4.7. Integrated Transcriptome-Metabolome Analysis
Joint analysis was conducted on the Majorbio (https://cloud.majorbio.com/, last accessed on 12 December 2025). DEGs and DAMs were mapped to shared KEGG pathways and correlation matrices. Highly significant hub genes were visualized using Cytoscape v3.9.1. Heatmaps and correlation networks from integrated omics data were generated using the Majorbio cloud platform (https://cloud.majorbio.com/, last accessed on 12 December 2025).
4.8. Statistical Analyses
Statistical summaries were generated in Excel and R v4.2 [99]. Differences among treatments were evaluated by one-way ANOVA followed by Tukey’s multiple comparison test (p < 0.05) in R v4.2 [99]. Omics-specific significance thresholds followed DESeq2 (transcriptomics FDR) and metabolomics adjusted p-values.
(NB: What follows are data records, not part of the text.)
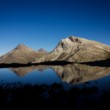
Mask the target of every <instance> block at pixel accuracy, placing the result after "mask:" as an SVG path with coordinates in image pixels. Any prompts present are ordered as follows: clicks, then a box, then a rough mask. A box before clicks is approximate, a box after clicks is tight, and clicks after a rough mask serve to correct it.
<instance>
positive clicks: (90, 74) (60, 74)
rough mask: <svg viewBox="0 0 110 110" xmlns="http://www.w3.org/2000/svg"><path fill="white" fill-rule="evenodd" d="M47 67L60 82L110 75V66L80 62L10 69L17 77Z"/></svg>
mask: <svg viewBox="0 0 110 110" xmlns="http://www.w3.org/2000/svg"><path fill="white" fill-rule="evenodd" d="M48 68H51V69H53V70H54V71H53V72H55V74H57V76H58V77H59V78H60V79H61V80H62V82H67V83H69V84H79V83H84V82H87V81H91V80H96V79H98V78H102V77H104V76H108V75H110V67H98V66H88V65H82V64H67V65H64V66H52V65H50V66H46V65H39V66H30V67H19V68H10V70H11V71H13V72H14V73H15V74H16V75H17V76H19V77H25V76H26V75H27V74H31V72H32V71H35V70H38V71H41V72H43V71H45V70H46V69H48ZM36 74H37V73H36Z"/></svg>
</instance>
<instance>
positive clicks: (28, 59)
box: [0, 44, 44, 64]
mask: <svg viewBox="0 0 110 110" xmlns="http://www.w3.org/2000/svg"><path fill="white" fill-rule="evenodd" d="M42 55H44V53H40V52H38V51H35V50H32V49H31V48H29V47H26V46H25V45H24V44H19V45H18V46H17V47H16V48H15V49H13V50H12V51H10V52H8V53H7V54H5V55H3V56H1V57H0V63H9V64H11V63H23V64H26V63H29V62H33V61H35V59H36V58H40V57H42Z"/></svg>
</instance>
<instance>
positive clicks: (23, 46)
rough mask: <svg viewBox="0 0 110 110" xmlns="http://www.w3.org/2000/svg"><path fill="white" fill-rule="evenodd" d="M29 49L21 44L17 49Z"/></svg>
mask: <svg viewBox="0 0 110 110" xmlns="http://www.w3.org/2000/svg"><path fill="white" fill-rule="evenodd" d="M24 48H27V47H26V46H25V45H24V44H19V45H18V46H17V47H16V48H15V49H24Z"/></svg>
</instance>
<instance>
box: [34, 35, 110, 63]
mask: <svg viewBox="0 0 110 110" xmlns="http://www.w3.org/2000/svg"><path fill="white" fill-rule="evenodd" d="M107 58H110V46H107V45H105V44H102V43H100V42H96V41H93V40H87V39H85V38H80V37H75V36H69V37H67V38H65V39H62V40H61V41H60V42H59V43H58V45H57V46H56V48H55V49H54V50H53V51H52V52H51V53H50V54H49V55H48V56H47V57H46V58H42V59H43V60H44V61H69V62H88V61H98V60H105V59H107ZM43 60H41V59H39V62H40V61H43ZM36 62H37V61H36Z"/></svg>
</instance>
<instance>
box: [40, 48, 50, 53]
mask: <svg viewBox="0 0 110 110" xmlns="http://www.w3.org/2000/svg"><path fill="white" fill-rule="evenodd" d="M38 52H41V53H48V52H47V51H46V50H44V49H43V48H40V49H39V50H38Z"/></svg>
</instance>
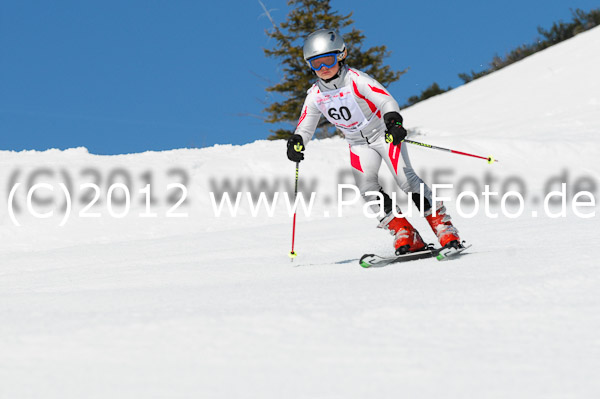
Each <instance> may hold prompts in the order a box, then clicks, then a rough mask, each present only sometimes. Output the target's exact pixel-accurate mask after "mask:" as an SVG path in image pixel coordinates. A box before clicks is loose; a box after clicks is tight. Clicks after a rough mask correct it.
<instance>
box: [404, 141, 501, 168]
mask: <svg viewBox="0 0 600 399" xmlns="http://www.w3.org/2000/svg"><path fill="white" fill-rule="evenodd" d="M404 142H405V143H408V144H414V145H419V146H421V147H425V148H432V149H434V150H440V151H446V152H451V153H453V154H458V155H466V156H469V157H473V158H479V159H485V160H486V161H488V163H489V164H492V163H494V162H499V161H498V160H497V159H494V158H493V157H482V156H480V155H474V154H469V153H467V152H462V151H456V150H451V149H449V148H443V147H436V146H434V145H431V144H425V143H419V142H418V141H412V140H406V139H404Z"/></svg>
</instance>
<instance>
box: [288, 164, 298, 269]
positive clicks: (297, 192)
mask: <svg viewBox="0 0 600 399" xmlns="http://www.w3.org/2000/svg"><path fill="white" fill-rule="evenodd" d="M299 168H300V161H298V162H296V186H295V188H294V204H295V203H296V197H297V196H298V169H299ZM295 239H296V209H295V208H294V223H293V225H292V250H291V251H290V253H289V256H290V258H291V261H292V262H293V261H294V258H295V257H296V256H298V254H297V253H296V252H294V240H295Z"/></svg>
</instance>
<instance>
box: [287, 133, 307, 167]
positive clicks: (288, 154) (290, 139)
mask: <svg viewBox="0 0 600 399" xmlns="http://www.w3.org/2000/svg"><path fill="white" fill-rule="evenodd" d="M302 151H304V142H303V141H302V136H300V135H299V134H295V135H293V136H292V137H290V138H289V139H288V159H289V160H290V161H292V162H300V161H302V160H303V159H304V154H303V153H302Z"/></svg>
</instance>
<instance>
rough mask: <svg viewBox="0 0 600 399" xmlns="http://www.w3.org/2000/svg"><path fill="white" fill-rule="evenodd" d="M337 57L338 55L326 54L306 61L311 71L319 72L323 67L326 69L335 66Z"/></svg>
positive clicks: (336, 61) (322, 54)
mask: <svg viewBox="0 0 600 399" xmlns="http://www.w3.org/2000/svg"><path fill="white" fill-rule="evenodd" d="M337 55H338V53H327V54H321V55H317V56H316V57H312V58H309V59H308V63H309V64H310V67H311V68H312V70H313V71H320V70H321V68H323V67H324V66H325V67H327V68H331V67H332V66H334V65H335V64H337Z"/></svg>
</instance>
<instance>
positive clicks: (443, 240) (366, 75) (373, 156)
mask: <svg viewBox="0 0 600 399" xmlns="http://www.w3.org/2000/svg"><path fill="white" fill-rule="evenodd" d="M303 50H304V59H305V60H306V63H307V64H308V66H309V67H310V68H311V69H312V70H313V71H314V73H315V74H316V75H317V77H318V78H319V79H318V81H317V82H316V83H315V84H314V85H313V86H312V87H311V88H310V89H309V90H308V94H307V96H306V100H305V102H304V105H303V107H302V113H301V115H300V120H299V122H298V126H297V127H296V131H295V132H294V135H293V136H292V137H291V138H290V139H289V140H288V142H287V156H288V158H289V159H290V160H291V161H293V162H300V161H301V160H303V159H304V154H303V153H302V151H304V146H305V143H307V142H308V141H310V139H311V138H312V136H313V134H314V133H315V129H316V127H317V123H318V122H319V119H320V117H321V115H324V116H325V118H327V120H329V122H331V123H332V124H333V125H334V126H335V127H336V128H338V129H340V130H341V131H342V132H343V134H344V136H345V138H346V140H347V141H348V143H349V144H350V164H351V166H352V172H353V175H354V179H355V182H356V185H357V187H358V189H359V190H360V192H361V194H362V196H363V198H364V199H365V200H366V201H373V200H376V199H377V197H376V196H368V195H366V193H367V192H369V191H375V192H380V193H381V195H382V196H383V200H384V201H383V204H384V213H385V216H384V217H383V218H382V219H381V221H380V223H379V226H378V227H380V228H385V229H388V230H389V231H390V232H391V233H392V234H393V235H394V248H395V250H396V254H397V255H401V254H405V253H409V252H416V251H420V250H423V249H424V248H425V247H426V244H425V242H424V241H423V239H422V238H421V236H420V234H419V232H418V231H417V230H416V229H415V228H414V227H413V226H412V225H411V224H410V222H409V221H408V220H407V219H406V218H404V217H396V216H395V215H394V212H393V210H392V200H391V198H390V197H389V196H388V195H387V194H386V193H385V192H383V189H382V188H381V186H380V184H379V179H378V172H379V168H380V166H381V162H382V160H383V162H385V164H386V165H387V167H388V169H389V170H390V171H391V172H392V175H393V176H394V179H395V181H396V183H397V184H398V186H399V187H400V188H401V189H402V190H403V191H404V192H405V193H412V198H413V201H414V203H415V205H416V206H417V208H419V210H420V211H422V212H423V213H424V215H425V218H426V219H427V222H429V225H430V226H431V228H432V230H433V231H434V233H435V234H436V236H437V238H438V240H439V242H440V245H441V246H442V247H454V248H458V247H460V245H461V244H460V238H459V236H458V230H457V229H456V228H455V227H454V226H453V225H452V222H451V221H450V216H449V215H448V214H447V212H446V208H445V207H444V205H443V204H442V203H441V202H440V203H437V204H432V199H431V190H430V189H429V187H428V186H427V185H425V184H424V190H423V191H424V192H423V193H422V194H423V196H424V198H423V199H421V198H420V194H419V191H420V184H421V183H423V181H422V180H421V178H420V177H419V176H417V174H416V173H415V171H414V170H413V168H412V166H411V164H410V160H409V158H408V151H407V149H406V145H402V141H403V140H404V138H405V137H406V129H405V128H404V127H403V126H402V116H400V113H399V111H400V108H399V107H398V103H397V102H396V101H395V100H394V98H393V97H392V96H391V95H390V93H389V92H388V91H387V90H386V89H385V88H384V87H383V86H382V85H381V84H380V83H379V82H377V81H376V80H374V79H373V78H371V77H370V76H369V75H367V74H366V73H364V72H361V71H359V70H356V69H353V68H349V67H348V66H347V65H346V64H345V59H346V56H347V50H346V45H345V44H344V40H343V39H342V36H341V35H340V34H339V33H338V32H336V31H334V30H330V29H321V30H318V31H316V32H313V33H312V34H310V35H309V36H308V37H307V38H306V41H305V42H304V49H303ZM421 203H423V204H424V209H420V204H421ZM434 206H435V212H433V211H434ZM374 211H375V212H379V209H375V210H374Z"/></svg>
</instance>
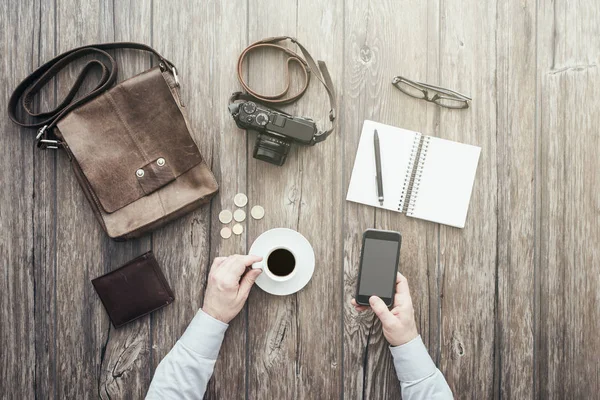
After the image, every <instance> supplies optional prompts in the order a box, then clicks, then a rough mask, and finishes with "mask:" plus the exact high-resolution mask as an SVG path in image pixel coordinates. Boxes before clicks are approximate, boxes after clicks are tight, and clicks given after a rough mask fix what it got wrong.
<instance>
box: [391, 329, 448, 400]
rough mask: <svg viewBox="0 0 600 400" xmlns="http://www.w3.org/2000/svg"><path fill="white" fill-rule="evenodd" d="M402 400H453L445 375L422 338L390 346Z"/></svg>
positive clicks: (415, 338)
mask: <svg viewBox="0 0 600 400" xmlns="http://www.w3.org/2000/svg"><path fill="white" fill-rule="evenodd" d="M390 351H391V352H392V356H393V357H394V367H396V375H397V376H398V380H400V388H401V390H402V399H404V400H417V399H452V392H451V391H450V388H449V387H448V384H447V383H446V379H444V375H442V373H441V372H440V370H439V369H437V368H436V366H435V364H434V363H433V361H432V360H431V357H430V356H429V353H428V352H427V349H426V348H425V345H424V344H423V341H422V340H421V336H417V337H416V338H414V339H412V340H411V341H409V342H408V343H405V344H403V345H400V346H395V347H394V346H390Z"/></svg>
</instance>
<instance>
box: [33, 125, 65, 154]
mask: <svg viewBox="0 0 600 400" xmlns="http://www.w3.org/2000/svg"><path fill="white" fill-rule="evenodd" d="M47 128H48V125H44V126H42V127H41V128H40V129H38V134H37V136H36V137H35V142H36V144H37V147H38V148H40V149H42V150H46V149H52V150H58V149H59V148H60V147H61V145H62V143H61V142H59V141H58V140H52V139H46V129H47Z"/></svg>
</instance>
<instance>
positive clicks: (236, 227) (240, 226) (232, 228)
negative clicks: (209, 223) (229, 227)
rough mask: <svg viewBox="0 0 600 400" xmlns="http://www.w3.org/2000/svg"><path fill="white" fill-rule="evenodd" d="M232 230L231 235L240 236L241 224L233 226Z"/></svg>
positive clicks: (240, 234)
mask: <svg viewBox="0 0 600 400" xmlns="http://www.w3.org/2000/svg"><path fill="white" fill-rule="evenodd" d="M232 230H233V233H235V234H236V235H241V234H242V232H244V227H243V226H242V224H235V225H234V226H233V228H232Z"/></svg>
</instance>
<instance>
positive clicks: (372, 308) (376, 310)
mask: <svg viewBox="0 0 600 400" xmlns="http://www.w3.org/2000/svg"><path fill="white" fill-rule="evenodd" d="M369 304H371V308H372V309H373V312H375V315H377V318H379V320H380V321H381V323H382V324H383V325H387V326H389V325H391V324H392V323H393V322H394V321H395V319H396V317H394V314H392V313H391V312H390V310H388V308H387V306H386V305H385V303H384V302H383V300H381V299H380V298H379V297H377V296H371V297H370V298H369Z"/></svg>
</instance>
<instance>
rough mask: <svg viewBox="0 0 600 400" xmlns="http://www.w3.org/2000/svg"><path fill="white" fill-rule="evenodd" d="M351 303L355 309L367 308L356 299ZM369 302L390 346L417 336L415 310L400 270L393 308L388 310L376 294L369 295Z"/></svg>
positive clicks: (405, 279)
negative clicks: (415, 317)
mask: <svg viewBox="0 0 600 400" xmlns="http://www.w3.org/2000/svg"><path fill="white" fill-rule="evenodd" d="M351 304H352V305H353V306H354V308H355V309H356V310H357V311H365V310H367V309H369V307H368V306H361V305H358V304H357V303H356V299H352V301H351ZM369 304H371V308H372V309H373V312H375V315H377V318H379V320H380V321H381V325H382V326H383V335H384V336H385V338H386V339H387V341H388V342H389V343H390V344H391V345H392V346H400V345H403V344H405V343H408V342H410V341H411V340H413V339H414V338H416V337H417V336H419V333H418V332H417V324H416V323H415V310H414V309H413V306H412V299H411V297H410V291H409V290H408V281H407V280H406V278H405V277H404V276H403V275H402V274H401V273H400V272H398V276H397V277H396V294H395V295H394V306H393V308H392V309H391V310H388V308H387V306H386V305H385V303H384V302H383V300H381V299H380V298H379V297H377V296H371V297H370V298H369Z"/></svg>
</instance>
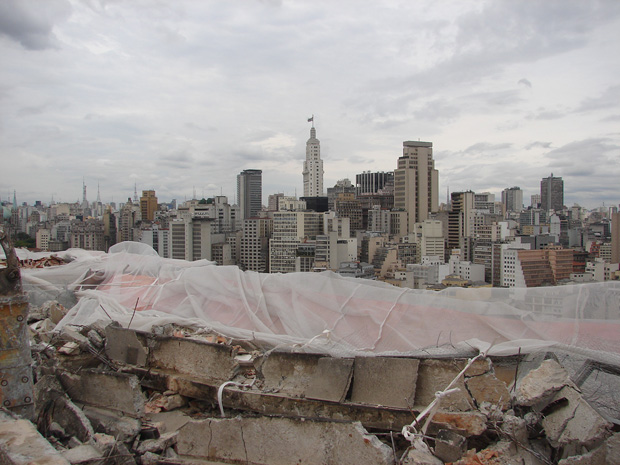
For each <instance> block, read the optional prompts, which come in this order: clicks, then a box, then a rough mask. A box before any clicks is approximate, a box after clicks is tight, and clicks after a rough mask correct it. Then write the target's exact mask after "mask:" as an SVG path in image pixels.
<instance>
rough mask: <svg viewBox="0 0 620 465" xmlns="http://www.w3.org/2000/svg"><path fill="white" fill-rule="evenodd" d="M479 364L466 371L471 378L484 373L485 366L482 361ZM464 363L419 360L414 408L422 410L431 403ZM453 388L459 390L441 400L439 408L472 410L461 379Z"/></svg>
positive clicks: (452, 409) (450, 380)
mask: <svg viewBox="0 0 620 465" xmlns="http://www.w3.org/2000/svg"><path fill="white" fill-rule="evenodd" d="M479 362H480V364H477V363H475V364H474V365H472V367H470V370H468V373H470V374H471V376H475V375H477V374H482V373H484V367H485V366H486V365H485V364H483V362H484V361H483V360H481V361H479ZM465 363H466V362H464V361H462V360H461V361H455V360H435V359H425V360H421V362H420V367H419V369H418V382H417V386H416V395H415V406H416V407H418V408H421V409H423V408H425V407H426V406H427V405H429V404H430V403H431V402H433V400H435V393H436V392H438V391H443V390H444V389H445V388H446V387H447V386H448V385H449V384H450V383H451V382H452V380H453V379H454V378H455V377H456V376H457V375H458V374H459V373H460V372H461V370H462V369H463V368H464V367H465ZM454 387H456V388H459V389H460V390H459V391H458V392H455V393H453V394H450V395H448V396H446V397H444V398H442V399H441V403H440V407H439V408H440V409H442V410H448V411H467V410H473V409H474V401H473V399H472V398H471V396H470V395H469V393H468V392H467V389H466V387H465V381H464V379H463V377H461V379H459V380H458V381H457V382H456V383H455V385H454Z"/></svg>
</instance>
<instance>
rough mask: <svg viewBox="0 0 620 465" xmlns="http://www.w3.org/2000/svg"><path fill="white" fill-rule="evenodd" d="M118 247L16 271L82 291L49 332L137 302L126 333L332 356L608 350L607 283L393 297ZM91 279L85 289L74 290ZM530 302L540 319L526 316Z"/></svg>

Multivariate analyses (PCA, clustering heatmaps) were implemented using standard R v4.2 packages and Majorbio cloud toolkits platform (https://cloud.majorbio.com/, last accessed on 12 December 2025).
5. Conclusions
A. venetum exhibited a phase-specific response to NaCl stress, characterized by early (7-day) activation of hormone signaling (ABA, auxin, zeatin) and MAPK pathways, followed by late (18-day) enhancement of phenylpropanoid and glutathione metabolism, secondary metabolite accumulation, and amino acid-mediated osmotic regulation. These molecular responses were accompanied by coordinated physiological and biochemical adjustments, including reduced chlorophyll content, controlled Na+ accumulation, enhanced SOD and CAT activities, transitional MDA activity, and increased flavonoid levels. WGCNA resolved distinct regulatory modules underlying these responses. During the early response, genes including PMA1/2, MAPKKK17/18, HSP20, and CYP98A mediated rapid ion transport, stress signaling, protein stabilization, and phenylpropanoid activation. In the late response, genes such as CYCD3, ARF, CPK, and FLS2 supported growth-stress coordination, hormone and calcium signaling, and metabolic remodeling. Genes expressed across both phases featured core regulators such as CYP90C1 and PP2C, integrating hormone signaling, secondary metabolism, and ROS homeostasis. Together, these findings define a multi-layered, time-specific tolerance framework and highlight halophyte-derived candidate metabolites and genes that may be utilized to improve salt tolerance in agriculturally important crops.